5. Approach, landing and waiting to deplane

The final phase of the flight is once again among the worst. During landing and taxiing to the terminal the ventilation is throttled, and after parking at the gate the same scenario as during boarding occurs: passengers sit in a full cabin, the air conditioning runs in a reduced regime from the APU or a ground source, and the doors often open only after several minutes of waiting.

The values measured in this phase rise sharply again, similarly to boarding.

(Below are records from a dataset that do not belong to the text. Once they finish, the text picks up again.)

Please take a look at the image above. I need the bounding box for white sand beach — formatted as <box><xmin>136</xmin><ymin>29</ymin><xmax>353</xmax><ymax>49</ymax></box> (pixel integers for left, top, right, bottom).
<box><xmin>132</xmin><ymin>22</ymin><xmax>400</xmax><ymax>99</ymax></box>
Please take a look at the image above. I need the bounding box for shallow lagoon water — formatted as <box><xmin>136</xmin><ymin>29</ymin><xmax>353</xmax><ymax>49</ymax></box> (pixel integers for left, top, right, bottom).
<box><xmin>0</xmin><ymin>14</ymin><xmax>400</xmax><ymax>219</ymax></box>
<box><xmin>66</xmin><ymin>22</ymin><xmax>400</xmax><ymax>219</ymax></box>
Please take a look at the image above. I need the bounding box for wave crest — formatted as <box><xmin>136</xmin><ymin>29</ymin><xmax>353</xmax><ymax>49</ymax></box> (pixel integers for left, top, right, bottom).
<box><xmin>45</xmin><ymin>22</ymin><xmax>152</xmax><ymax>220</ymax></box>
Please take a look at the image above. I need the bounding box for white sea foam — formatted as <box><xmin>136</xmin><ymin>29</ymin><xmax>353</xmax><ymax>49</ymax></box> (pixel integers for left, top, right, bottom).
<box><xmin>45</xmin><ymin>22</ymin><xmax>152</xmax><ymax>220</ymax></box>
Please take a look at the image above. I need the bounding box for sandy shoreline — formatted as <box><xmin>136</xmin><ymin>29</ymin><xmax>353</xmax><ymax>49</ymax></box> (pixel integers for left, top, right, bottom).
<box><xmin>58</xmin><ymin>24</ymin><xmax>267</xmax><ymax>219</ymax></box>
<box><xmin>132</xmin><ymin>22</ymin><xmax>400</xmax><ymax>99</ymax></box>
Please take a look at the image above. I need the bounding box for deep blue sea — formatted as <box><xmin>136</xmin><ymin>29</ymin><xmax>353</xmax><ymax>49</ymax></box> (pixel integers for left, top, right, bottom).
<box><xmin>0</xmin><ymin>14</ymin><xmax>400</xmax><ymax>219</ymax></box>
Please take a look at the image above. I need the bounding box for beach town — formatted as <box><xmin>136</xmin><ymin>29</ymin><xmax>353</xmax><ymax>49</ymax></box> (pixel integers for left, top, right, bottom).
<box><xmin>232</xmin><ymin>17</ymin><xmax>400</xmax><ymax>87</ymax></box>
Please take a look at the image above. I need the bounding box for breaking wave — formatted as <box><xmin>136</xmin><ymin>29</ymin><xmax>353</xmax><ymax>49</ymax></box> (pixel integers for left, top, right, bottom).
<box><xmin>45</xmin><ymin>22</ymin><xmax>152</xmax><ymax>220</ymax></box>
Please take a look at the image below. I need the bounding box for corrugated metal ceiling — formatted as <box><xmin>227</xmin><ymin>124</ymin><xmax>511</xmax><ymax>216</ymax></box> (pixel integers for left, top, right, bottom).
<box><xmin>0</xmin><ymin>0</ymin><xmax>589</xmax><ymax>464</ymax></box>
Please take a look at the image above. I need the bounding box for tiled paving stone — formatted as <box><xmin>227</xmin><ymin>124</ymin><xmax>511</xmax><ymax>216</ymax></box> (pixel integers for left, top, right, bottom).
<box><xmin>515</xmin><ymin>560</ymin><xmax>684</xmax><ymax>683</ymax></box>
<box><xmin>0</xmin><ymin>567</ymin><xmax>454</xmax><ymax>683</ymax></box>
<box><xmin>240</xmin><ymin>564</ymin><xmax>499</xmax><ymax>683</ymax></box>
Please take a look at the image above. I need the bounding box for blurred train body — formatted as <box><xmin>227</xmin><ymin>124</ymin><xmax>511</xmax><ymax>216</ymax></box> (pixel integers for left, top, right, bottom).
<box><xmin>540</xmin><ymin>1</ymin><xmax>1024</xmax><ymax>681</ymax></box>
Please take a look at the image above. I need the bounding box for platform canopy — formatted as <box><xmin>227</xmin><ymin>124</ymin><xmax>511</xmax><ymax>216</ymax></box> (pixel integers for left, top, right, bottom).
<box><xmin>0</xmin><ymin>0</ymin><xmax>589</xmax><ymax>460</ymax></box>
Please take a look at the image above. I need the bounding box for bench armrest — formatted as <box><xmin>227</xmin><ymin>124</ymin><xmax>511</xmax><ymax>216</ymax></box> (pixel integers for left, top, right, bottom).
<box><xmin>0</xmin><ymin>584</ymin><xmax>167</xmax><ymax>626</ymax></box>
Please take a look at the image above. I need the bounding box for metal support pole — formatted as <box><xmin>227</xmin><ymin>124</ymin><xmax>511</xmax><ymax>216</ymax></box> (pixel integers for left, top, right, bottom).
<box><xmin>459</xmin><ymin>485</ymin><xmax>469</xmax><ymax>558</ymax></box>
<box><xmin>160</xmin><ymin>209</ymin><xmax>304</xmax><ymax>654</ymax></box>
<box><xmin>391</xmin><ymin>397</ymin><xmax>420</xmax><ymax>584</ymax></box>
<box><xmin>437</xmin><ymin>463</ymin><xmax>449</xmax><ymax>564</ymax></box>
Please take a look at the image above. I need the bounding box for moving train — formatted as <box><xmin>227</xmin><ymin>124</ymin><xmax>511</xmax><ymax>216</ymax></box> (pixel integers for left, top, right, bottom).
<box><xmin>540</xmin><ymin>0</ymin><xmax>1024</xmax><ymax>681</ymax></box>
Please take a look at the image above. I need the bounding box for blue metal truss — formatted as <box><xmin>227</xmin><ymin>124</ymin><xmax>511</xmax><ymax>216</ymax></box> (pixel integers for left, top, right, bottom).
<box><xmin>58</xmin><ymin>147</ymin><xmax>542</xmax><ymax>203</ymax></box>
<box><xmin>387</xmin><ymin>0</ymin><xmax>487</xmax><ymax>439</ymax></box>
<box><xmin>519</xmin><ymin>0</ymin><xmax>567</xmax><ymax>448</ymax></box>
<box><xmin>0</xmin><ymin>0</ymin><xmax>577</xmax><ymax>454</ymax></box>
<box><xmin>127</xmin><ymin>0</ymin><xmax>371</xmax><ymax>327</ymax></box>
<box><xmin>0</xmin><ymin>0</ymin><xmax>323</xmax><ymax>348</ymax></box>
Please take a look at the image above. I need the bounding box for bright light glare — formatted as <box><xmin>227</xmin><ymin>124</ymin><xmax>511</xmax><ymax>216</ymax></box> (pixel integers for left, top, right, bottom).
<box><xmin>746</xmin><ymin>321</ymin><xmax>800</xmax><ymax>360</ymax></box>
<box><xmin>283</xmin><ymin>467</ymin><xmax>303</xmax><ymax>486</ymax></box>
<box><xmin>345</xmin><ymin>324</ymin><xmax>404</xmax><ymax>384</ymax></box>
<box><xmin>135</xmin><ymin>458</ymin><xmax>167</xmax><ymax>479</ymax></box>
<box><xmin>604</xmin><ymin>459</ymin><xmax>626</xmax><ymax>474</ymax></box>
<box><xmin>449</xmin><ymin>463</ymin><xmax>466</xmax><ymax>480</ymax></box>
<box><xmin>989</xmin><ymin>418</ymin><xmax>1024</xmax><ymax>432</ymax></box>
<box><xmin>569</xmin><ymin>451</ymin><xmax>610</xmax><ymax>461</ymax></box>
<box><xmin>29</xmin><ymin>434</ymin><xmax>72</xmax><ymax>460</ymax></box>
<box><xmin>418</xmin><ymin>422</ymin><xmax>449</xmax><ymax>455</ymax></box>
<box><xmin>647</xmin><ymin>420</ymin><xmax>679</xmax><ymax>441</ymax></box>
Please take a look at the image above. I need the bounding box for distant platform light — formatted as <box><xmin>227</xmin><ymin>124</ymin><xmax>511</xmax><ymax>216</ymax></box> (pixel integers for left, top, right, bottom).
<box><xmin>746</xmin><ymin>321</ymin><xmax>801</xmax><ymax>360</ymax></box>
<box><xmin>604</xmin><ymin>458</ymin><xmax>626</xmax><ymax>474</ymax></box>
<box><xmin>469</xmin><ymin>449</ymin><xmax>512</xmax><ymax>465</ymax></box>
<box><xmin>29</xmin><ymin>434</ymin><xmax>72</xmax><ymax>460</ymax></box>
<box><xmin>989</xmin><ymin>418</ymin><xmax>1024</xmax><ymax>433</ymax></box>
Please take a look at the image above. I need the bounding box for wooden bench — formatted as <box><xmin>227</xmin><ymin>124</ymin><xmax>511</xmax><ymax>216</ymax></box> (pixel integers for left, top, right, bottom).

Approach to landing + landing itself, and renewed rise of values above 2,800 ppm


Summary of the measured data

Flight phase Measured CO₂ concentration Assessment
Boarding – Prague–Zurich flight ~4,500 ppm Critical – beyond the comfort threshold and into the mild health-impact range
Cruise phase – short-haul flight 1,500–2,000 ppm Above the recommended limit, in line with the published literature
Boarding – flight to the USA ~2,800 ppm Well above the hygienic limit
Cruise phase – long-haul flight 1,500–1,800 ppm Above the recommended limit, but stable
Landing and waiting significant peaks A repeat of the boarding situation

Expert conclusion by Protronix s.r.o.

Our measurement confirmed what the published literature has been documenting for a long time, but what rarely reaches the average passenger:

  1. Aircraft do comply with regulatory limits. The 5,000 ppm CO₂ limit set by FAA/EASA (CS/FAR 25.831) was not exceeded in any phase. From a safety perspective, everything is in order.
  2. From a comfort and well-being perspective, however, it is not. The hygienically recommended value of 1,000 ppm is exceeded practically throughout the entire flight, and in the critical phases – boarding, take-off, landing – by several multiples.
  3. The main culprit is not the airlines, but physical and operational constraints. A parked aircraft has no source of compressed air in sufficient quantity; during take-off part of the bleed air is reallocated to engine thrust; the air conditioning is tied to available energy sources.
  4. The question of monitoring. CO₂ is not continuously monitored as standard in commercial aircraft cabins today – even though it is a simple, relatively inexpensive and highly informative indicator of air quality and ventilation performance.

What does this mean for our industry?

If even extremely tightly regulated environments such as aircraft struggle with these problems, it is all the more important to have continuous CO₂ monitoring in places where regulation is far weaker – in offices, classrooms, meeting rooms, lecture halls, gyms, restaurants and medical practices.

Our CO₂ sensors and combined indoor air quality (IAQ) sensors do exactly that: they integrate CO₂ measurement with HVAC and BMS control, so that the supply of fresh air is governed by actual room occupancy rather than by a theoretical design assumption.

Key takeaways for HVAC designers and facility managers

 

Take a look at our CO₂ sensors:

MORE INFORMATION


In conclusion

The aircraft is a fascinating technological environment – it keeps passengers alive in conditions that would otherwise kill them within seconds. At the same time, it is an environment where, despite enormous technical sophistication, we still struggle with the fundamental rule of all indoor spaces: enough fresh air per person. And precisely where this rule is hardest to meet, it makes sense to measure. Not to estimate, not to rely on the design alone, but to measure.

Our CO₂ sensors perform this role every day in thousands of buildings across Europe. This in-flight experiment was just a small illustration of how quickly a sensor can reveal a problem that the human body senses but cannot name.